China’s shocking move to devalue the yuan and to align it closer to market rates has caused the currency to fall to a four-year low. Now, the country’s central bank is intervening to stop the slide.

Sources close to the matter told The Wall Street Journal that the People’s Bank of China told state-owned banks to sell dollars to help stop the yuan’s slide relative to the American greenback, a move that comes after the yuan experienced its biggest two-day rout since 1994.

China roiled financial markets Tuesday after it announced it would weaken the midpoint of the yuan’s trading band by nearly 2% against the US dollar.
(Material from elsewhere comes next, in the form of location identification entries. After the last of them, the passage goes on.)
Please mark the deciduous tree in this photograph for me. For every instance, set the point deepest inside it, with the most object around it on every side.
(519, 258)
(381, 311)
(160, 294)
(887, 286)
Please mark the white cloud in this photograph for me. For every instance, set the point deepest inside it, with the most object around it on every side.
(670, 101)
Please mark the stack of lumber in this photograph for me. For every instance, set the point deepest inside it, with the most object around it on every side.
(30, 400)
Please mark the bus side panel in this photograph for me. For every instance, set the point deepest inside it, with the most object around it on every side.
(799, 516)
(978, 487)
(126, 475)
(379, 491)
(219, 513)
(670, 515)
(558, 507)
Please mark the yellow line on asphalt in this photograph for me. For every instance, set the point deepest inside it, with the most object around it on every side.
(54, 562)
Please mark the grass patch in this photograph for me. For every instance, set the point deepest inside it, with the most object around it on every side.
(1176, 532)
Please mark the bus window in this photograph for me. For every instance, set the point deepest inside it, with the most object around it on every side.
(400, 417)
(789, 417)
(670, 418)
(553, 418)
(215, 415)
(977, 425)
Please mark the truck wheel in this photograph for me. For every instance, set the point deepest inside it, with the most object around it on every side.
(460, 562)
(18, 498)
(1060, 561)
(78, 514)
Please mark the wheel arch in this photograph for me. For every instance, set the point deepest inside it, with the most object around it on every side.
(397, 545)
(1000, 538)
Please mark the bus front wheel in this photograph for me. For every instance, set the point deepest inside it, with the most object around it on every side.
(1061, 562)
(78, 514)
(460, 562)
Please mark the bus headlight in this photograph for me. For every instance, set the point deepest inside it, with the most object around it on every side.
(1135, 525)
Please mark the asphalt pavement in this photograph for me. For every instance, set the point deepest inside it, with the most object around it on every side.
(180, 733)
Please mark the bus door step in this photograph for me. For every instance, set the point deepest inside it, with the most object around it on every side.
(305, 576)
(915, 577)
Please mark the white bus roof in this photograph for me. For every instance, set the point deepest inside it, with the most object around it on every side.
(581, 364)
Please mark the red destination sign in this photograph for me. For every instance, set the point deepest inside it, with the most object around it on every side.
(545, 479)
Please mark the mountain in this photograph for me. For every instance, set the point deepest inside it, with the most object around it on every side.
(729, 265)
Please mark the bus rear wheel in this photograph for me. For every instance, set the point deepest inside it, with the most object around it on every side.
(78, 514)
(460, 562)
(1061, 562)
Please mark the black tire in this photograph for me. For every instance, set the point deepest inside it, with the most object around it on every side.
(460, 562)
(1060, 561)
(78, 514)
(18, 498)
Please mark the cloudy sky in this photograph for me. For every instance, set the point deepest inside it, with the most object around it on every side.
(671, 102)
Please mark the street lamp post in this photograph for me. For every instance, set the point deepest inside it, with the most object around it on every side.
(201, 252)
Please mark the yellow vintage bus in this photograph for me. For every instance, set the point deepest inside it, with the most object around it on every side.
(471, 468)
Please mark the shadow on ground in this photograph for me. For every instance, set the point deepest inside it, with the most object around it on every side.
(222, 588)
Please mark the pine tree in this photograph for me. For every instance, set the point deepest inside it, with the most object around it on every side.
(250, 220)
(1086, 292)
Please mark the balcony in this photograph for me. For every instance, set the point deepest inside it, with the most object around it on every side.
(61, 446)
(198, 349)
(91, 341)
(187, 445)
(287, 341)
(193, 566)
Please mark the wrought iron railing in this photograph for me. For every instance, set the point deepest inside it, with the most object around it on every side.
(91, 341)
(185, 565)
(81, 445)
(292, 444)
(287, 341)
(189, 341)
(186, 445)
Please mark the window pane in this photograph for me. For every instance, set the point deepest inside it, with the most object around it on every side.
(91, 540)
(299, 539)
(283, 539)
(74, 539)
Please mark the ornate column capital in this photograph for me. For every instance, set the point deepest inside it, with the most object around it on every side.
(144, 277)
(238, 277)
That one-day shift was the biggest since China’s currency was officially de-pegged from the U.S. dollar in 2005.

That move, likely a reaction to China’s slowing economic growth rates and stock market slumps, caused a ripple effect worldwide, leaving the Dow Jones Industrial Average down more than 200 points at Tuesday’s close.

The yuan is facing “a vicious cycle of depreciation,” Dariusz Kowalczyk, a Hong Kong-based strategist at Credit Agricole CIB, told Bloomberg. “At some point they’ll either abandon the implementation of the new fixing mechanism and stabilize the fixing, or they’ll intervene heavily.”

The global response to China’s currency changes will test Beijing’s resolve in letting free-market forces decide the currency’s value. The People’s Bank tried to stem overseas worries by answering some key questions on its website. “In view of both domestic and international economic and financial condition, currently there is no basis for persistent depreciation of [China’s currency],” said a Bank spokesman in a statement online.